Товарищи | страница 6
Посмеялись. Смолкли. Семен Парийский прикидывал в уме, не попросить ли Василия Евстафьича насчет местечка, и не без горького чувства думал: — Да, поди ж ты… Васька Пульхритудов, губошлеп, которого он, Семен Парийский, бывало, колотил, сколько влезет, а вот теперь… четыре тысячи… Терентий Прищепа сосредоточенно помахивал одним кнутовищем на свою разномастную пару: серого Бунтишку и буланую Матренку, и она проворно бежала мелкою, так называемою, «собачьею» рысью.

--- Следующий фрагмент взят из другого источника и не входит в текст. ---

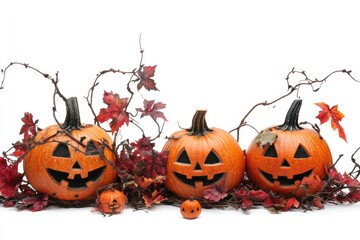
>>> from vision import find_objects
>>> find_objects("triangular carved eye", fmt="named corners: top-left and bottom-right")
top-left (264, 144), bottom-right (278, 158)
top-left (294, 144), bottom-right (310, 158)
top-left (177, 150), bottom-right (190, 164)
top-left (86, 141), bottom-right (99, 156)
top-left (53, 143), bottom-right (70, 158)
top-left (204, 151), bottom-right (220, 164)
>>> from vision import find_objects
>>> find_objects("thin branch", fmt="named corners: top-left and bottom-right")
top-left (230, 68), bottom-right (360, 141)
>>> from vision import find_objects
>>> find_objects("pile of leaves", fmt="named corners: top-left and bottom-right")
top-left (0, 43), bottom-right (360, 211)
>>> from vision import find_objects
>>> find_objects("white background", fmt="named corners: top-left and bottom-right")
top-left (0, 0), bottom-right (360, 240)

Мечталось ему о земле и о новых хомутах с набором, о торговле быками, поездках в Москву, о трактирах с машинами. — Жизнь людям! четыре тысячи… Небось, при этаком достатке красноголовку, пожалуй, не станет пить… дай не дай белоголовку… Товарищу прокурора хотелось сказать о том, что он при своем жалованье едва сводит концы с концами, но он не сказал: все равно не поверят…
— Ну, а ты как, Сема? — спросил он равнодушным тоном.
— Я? — отозвался Парийский, как бы с удивлением, и сейчас же махнул рукой, сделав пренебрежительно безнадежный жест: — мое существование — вполне и окончательно жалкое, Василий Евстафьич. Жизнь сложилась, откровенно сказать, по-собачьи: разут, раздет… Видите, какой дипломат?..
Он с презрением потрепал одну полу своего ветхого пальто, и Терентий Прищепа, окинувший его костюм внимательным, оценивающим взглядом, сочувственно заметил:
— Да, дипломат не того… Небось, уж блошка в нем не заведется…
Потом прибавил уверенным и спокойным голосом:
— Замерзнешь ты, парень, в нем… стыть-то какая…
Эта уверенность сообщилась вдруг и товарищу прокурора. — В самом деле, холодно, точно и не весна, и Семен застынет в своей жалкой хламиде. У меня — на гагачьем пуху, и то зябну… Хорошо бы теперь горячего чаю с коньяком…
Когда мысль от костюма Семена Парийского перескочила на коньяк, свежесть мартовского вечера почувствовалась еще ощутительнее и напомнила товарищу прокурора о том, что в корзинке ведь есть же бутылка коньяку, которую когда-нибудь да надо начать…
— Приостанови-ка, Терентий, — сказать он, — тут у меня есть… согревающее…
Терентий с готовностью тпрукнул и слез с козел. Достали из небольшой изящной корзиночки несколько бумажных свертков: один с колбасой, другой с чайным стаканом, третий с остатками ветчины, наконец, четвертый — с бутылкой. Товарищ прокурора вынул из кармана ножичек со штопором, который поразил Терентия своим остроумным устройством, и стал ввертывать его в пробку. Семен Парийский и Терентий смотрели на его работу молча и почтительно.